The major investor clause matters because, if included, the company can reserve rights and provisions for major investors only. Typical terms that the company will reserve for major investors include information rights, pro rata rights, co-sale rights, and the right of first refusal.

If you include a major investor clause, make the threshold an amount that will limit the number of investors who earn the designation. Even if you’re raising a $1M party round, the threshold could be $100K or $200K, as a carrot for larger checks.

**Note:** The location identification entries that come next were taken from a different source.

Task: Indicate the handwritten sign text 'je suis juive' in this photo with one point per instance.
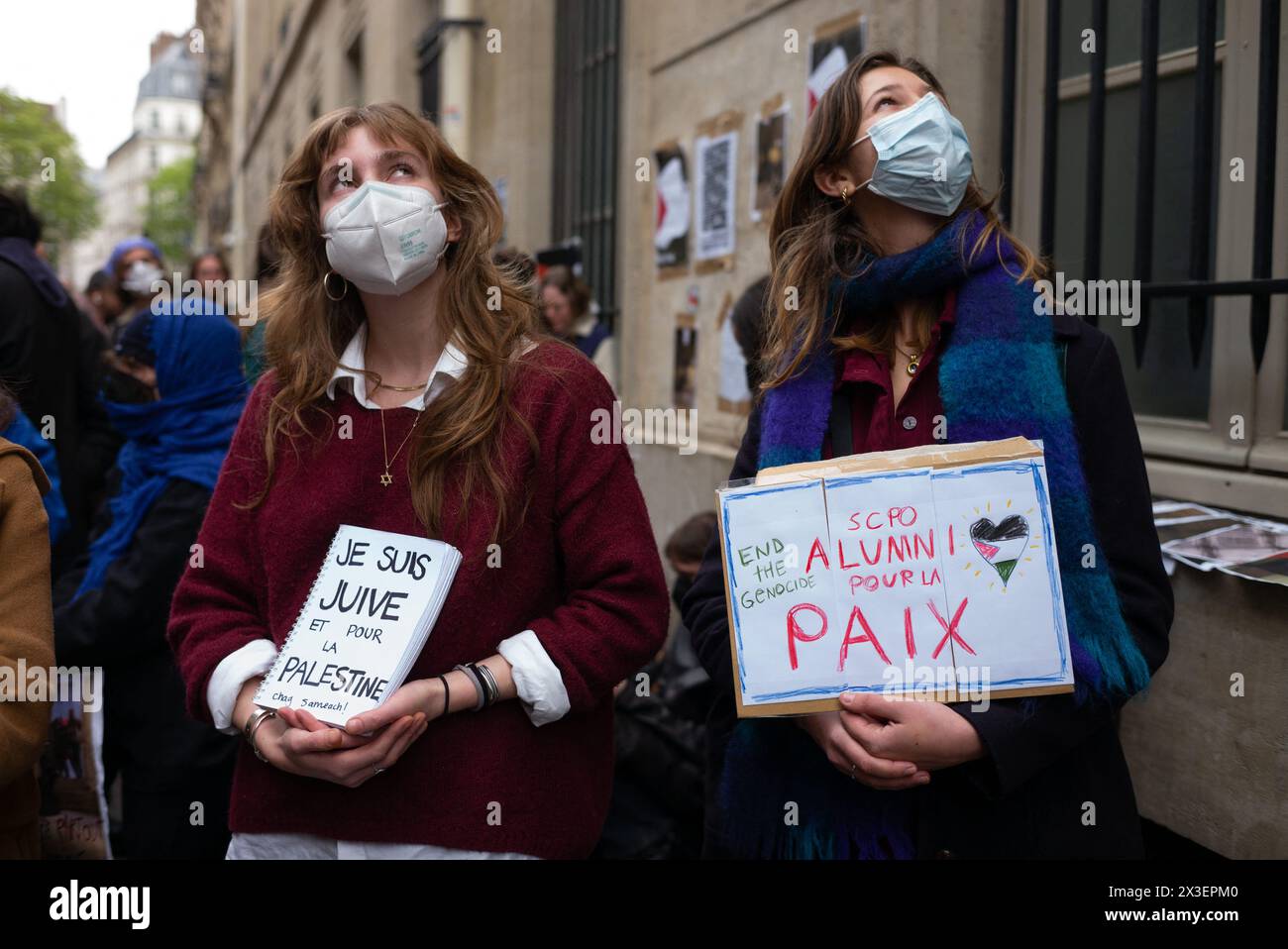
(362, 625)
(936, 580)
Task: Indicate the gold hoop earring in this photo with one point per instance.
(326, 287)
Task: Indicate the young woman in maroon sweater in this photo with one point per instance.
(410, 391)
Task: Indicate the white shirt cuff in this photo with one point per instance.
(230, 677)
(536, 678)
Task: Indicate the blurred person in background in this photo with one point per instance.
(175, 390)
(658, 730)
(26, 634)
(14, 426)
(103, 300)
(748, 330)
(566, 308)
(50, 355)
(267, 262)
(136, 265)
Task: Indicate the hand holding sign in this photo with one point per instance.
(927, 572)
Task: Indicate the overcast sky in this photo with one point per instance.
(91, 53)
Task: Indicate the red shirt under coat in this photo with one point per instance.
(581, 571)
(876, 424)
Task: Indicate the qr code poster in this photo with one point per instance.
(716, 159)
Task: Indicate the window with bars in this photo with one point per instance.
(1124, 167)
(585, 141)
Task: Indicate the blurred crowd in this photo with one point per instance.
(127, 399)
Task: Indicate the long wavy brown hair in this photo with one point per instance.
(481, 308)
(815, 237)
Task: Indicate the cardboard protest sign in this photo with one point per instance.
(927, 572)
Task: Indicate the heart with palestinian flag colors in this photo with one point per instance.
(1001, 544)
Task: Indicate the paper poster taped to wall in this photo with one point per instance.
(73, 823)
(771, 158)
(671, 219)
(832, 47)
(716, 162)
(926, 572)
(733, 395)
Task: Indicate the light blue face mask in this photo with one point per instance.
(922, 158)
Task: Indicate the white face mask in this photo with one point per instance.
(385, 239)
(922, 158)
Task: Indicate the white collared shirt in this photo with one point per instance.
(451, 365)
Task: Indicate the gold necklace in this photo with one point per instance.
(386, 479)
(913, 360)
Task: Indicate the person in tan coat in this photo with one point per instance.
(26, 631)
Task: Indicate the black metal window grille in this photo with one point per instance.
(1198, 290)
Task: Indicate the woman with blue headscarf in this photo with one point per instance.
(174, 390)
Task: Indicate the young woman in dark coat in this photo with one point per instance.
(935, 322)
(175, 391)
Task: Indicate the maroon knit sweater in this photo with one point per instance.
(581, 571)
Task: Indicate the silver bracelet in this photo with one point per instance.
(493, 690)
(257, 718)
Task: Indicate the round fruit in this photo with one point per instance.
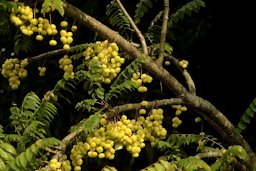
(53, 42)
(74, 28)
(39, 37)
(64, 24)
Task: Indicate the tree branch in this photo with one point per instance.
(138, 32)
(160, 59)
(136, 106)
(52, 53)
(189, 80)
(195, 102)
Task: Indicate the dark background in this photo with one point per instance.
(221, 57)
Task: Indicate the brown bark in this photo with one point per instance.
(204, 107)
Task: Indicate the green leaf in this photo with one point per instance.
(23, 160)
(91, 123)
(238, 151)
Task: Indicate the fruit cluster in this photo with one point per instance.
(66, 65)
(183, 63)
(41, 71)
(113, 135)
(176, 122)
(140, 80)
(14, 70)
(107, 55)
(49, 95)
(24, 18)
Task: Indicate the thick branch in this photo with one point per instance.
(160, 59)
(189, 80)
(159, 72)
(138, 32)
(136, 106)
(51, 54)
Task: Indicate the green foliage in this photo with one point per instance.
(193, 164)
(141, 9)
(121, 89)
(246, 118)
(160, 165)
(91, 83)
(128, 71)
(24, 159)
(117, 18)
(88, 124)
(187, 9)
(227, 159)
(32, 119)
(53, 4)
(63, 86)
(87, 104)
(123, 83)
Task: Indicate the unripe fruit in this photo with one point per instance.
(144, 103)
(66, 47)
(64, 24)
(53, 42)
(142, 111)
(198, 119)
(167, 63)
(73, 28)
(39, 37)
(142, 89)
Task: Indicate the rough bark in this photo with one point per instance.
(205, 108)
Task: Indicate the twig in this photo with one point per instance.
(51, 54)
(138, 32)
(136, 106)
(209, 154)
(160, 59)
(189, 80)
(195, 102)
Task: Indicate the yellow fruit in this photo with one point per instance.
(167, 63)
(142, 89)
(64, 24)
(66, 47)
(107, 81)
(198, 119)
(39, 37)
(53, 42)
(74, 28)
(142, 111)
(144, 103)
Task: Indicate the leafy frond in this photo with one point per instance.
(224, 163)
(88, 124)
(87, 104)
(28, 156)
(121, 89)
(64, 86)
(246, 118)
(142, 8)
(117, 17)
(160, 164)
(91, 83)
(187, 9)
(33, 118)
(193, 163)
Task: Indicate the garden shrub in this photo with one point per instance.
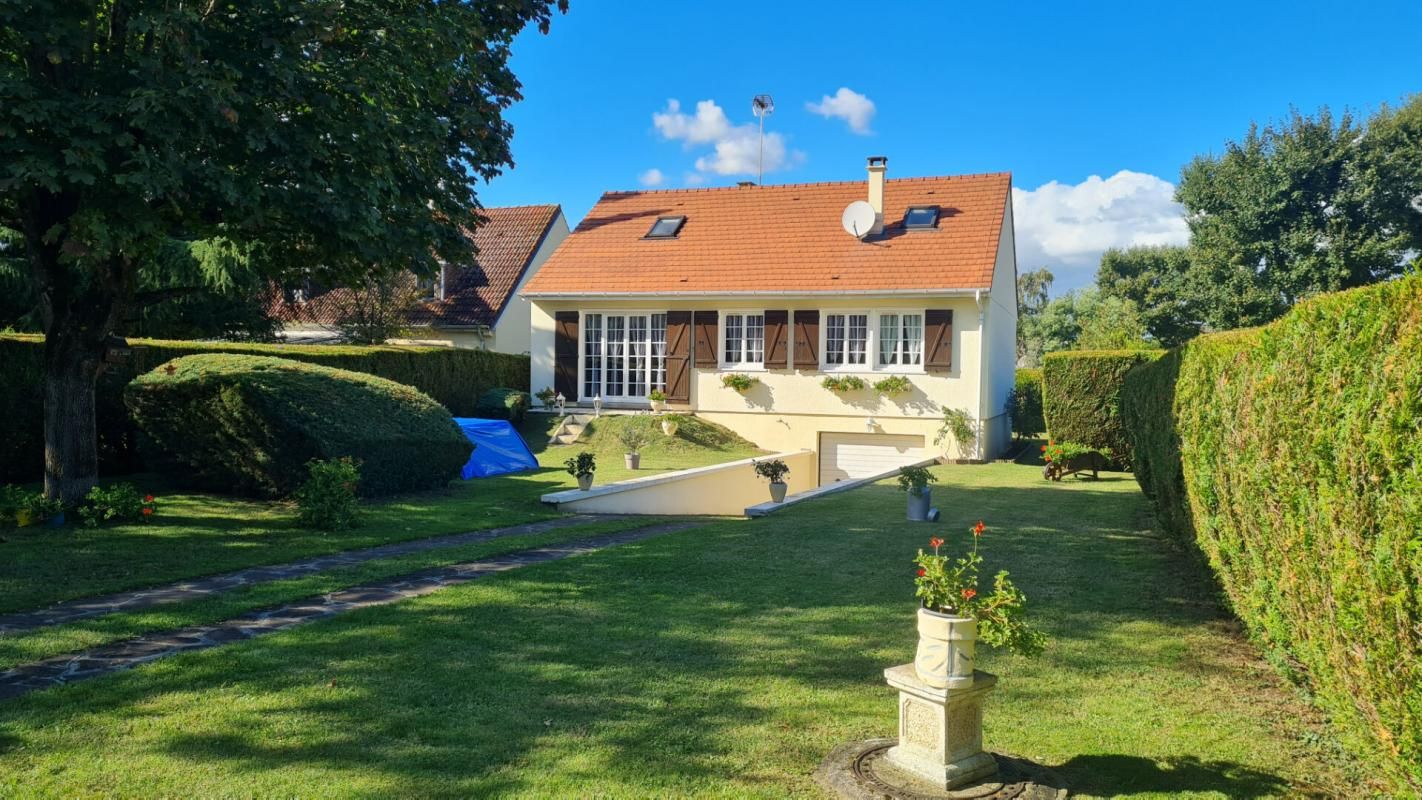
(1024, 404)
(327, 499)
(252, 424)
(1081, 397)
(504, 404)
(1290, 453)
(454, 377)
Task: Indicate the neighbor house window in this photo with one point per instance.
(846, 340)
(744, 338)
(900, 340)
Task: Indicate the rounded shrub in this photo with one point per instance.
(250, 424)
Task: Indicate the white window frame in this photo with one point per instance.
(647, 357)
(742, 365)
(872, 341)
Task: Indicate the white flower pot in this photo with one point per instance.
(946, 647)
(919, 505)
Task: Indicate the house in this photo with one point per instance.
(677, 289)
(472, 304)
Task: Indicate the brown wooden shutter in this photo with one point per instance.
(704, 324)
(806, 340)
(777, 346)
(679, 355)
(937, 337)
(565, 354)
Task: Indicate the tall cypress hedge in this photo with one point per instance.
(454, 377)
(1081, 397)
(1290, 453)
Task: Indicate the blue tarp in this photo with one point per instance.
(496, 448)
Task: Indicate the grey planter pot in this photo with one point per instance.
(919, 505)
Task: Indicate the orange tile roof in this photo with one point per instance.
(782, 239)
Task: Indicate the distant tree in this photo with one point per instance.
(1314, 203)
(270, 135)
(1158, 282)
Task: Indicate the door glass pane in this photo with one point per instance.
(592, 354)
(616, 358)
(858, 337)
(755, 338)
(834, 338)
(659, 351)
(889, 338)
(637, 357)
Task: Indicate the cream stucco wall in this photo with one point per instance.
(788, 408)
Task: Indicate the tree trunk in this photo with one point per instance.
(70, 425)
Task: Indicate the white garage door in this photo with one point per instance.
(861, 455)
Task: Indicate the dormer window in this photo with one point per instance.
(666, 228)
(920, 218)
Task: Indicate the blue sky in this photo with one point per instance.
(1094, 107)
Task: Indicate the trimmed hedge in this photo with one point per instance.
(1081, 397)
(1024, 404)
(250, 424)
(452, 377)
(1290, 453)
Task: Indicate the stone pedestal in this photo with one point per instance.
(940, 731)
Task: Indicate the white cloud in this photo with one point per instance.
(849, 105)
(1065, 228)
(735, 148)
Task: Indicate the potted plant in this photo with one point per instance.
(775, 472)
(670, 422)
(953, 615)
(582, 468)
(915, 482)
(738, 381)
(634, 438)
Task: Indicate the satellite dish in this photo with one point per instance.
(859, 219)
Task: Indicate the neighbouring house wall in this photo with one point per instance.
(789, 408)
(1000, 340)
(721, 489)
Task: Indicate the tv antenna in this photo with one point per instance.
(762, 107)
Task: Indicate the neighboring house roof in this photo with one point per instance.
(474, 293)
(782, 239)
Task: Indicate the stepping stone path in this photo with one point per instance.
(132, 652)
(186, 591)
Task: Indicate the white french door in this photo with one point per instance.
(624, 355)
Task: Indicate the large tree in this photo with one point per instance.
(1313, 203)
(332, 138)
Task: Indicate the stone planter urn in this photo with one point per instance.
(946, 647)
(919, 505)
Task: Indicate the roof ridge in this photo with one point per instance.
(861, 182)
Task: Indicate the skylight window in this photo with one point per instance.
(920, 218)
(666, 226)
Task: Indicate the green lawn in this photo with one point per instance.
(721, 661)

Beyond an incentive for larger checks, major investor thresholds are beneficial because they reduce the number of investors you have to coordinate or negotiate with during subsequent rounds of funding regarding pro rata rights, or in a situation where someone wants to sell their stock and the ROFR and co-sale agreements are triggered. Granting information rights, pro rata rights, rights of first refusal, and co-sale rights to every investor has consequences you should be aware of before making a decision.

See the pro rata section for more on reserving pro rata rights for major investors.

Mark Suster recommends at least reserving information rights for major investors, citing a particularly egregious breach of trust he witnessed as an investor. Suster writes, “I know the temptation is to trust every investor—large and small—who gave you money when you were an early-stage startup. The reality is that you cannot. Major investor clauses exist for a reason. Protect your financial information wisely.” For another take, angel investor and co-author of The Startup Playbook, Will Herman, describes the major investor clause—particularly when it reserves pro rata rights—as unfair to angel investors and other early investors who took the first risks on the company.

Anti-Dilution

Definition Anti-dilution provisions in a term sheet adjust the number of common shares into which preferred shares convert in the event of a down round or other stock dilution. The purpose of these provisions is to protect investors’ stock ownership percentage in a company.

When negotiating anti-dilution clauses, lawyers may not get into the details of how anti-dilution works. They should, however, advise you to request contingencies to anti-dilution clauses. These contingencies allow space—or “carve-outs”—for founders to get around the clause in certain standard circumstances, like issuing shares in an acquisition, offering options for employees, or taking on venture debt that allows you to do those things without triggering anti-dilution.

Anti-dilution can be calculated by a broad-based weighted average (or BBWA), or as full ratchet. BBWA is absolutely customary, whereas ratchet-based anti-dilution is very atypical. If you’re interested in reading more about either, we recommend reading Yokum’s “What is weighted average anti-dilution protection?” and “What is full ratchet anti-dilution protection?” at Startup Company Lawyer.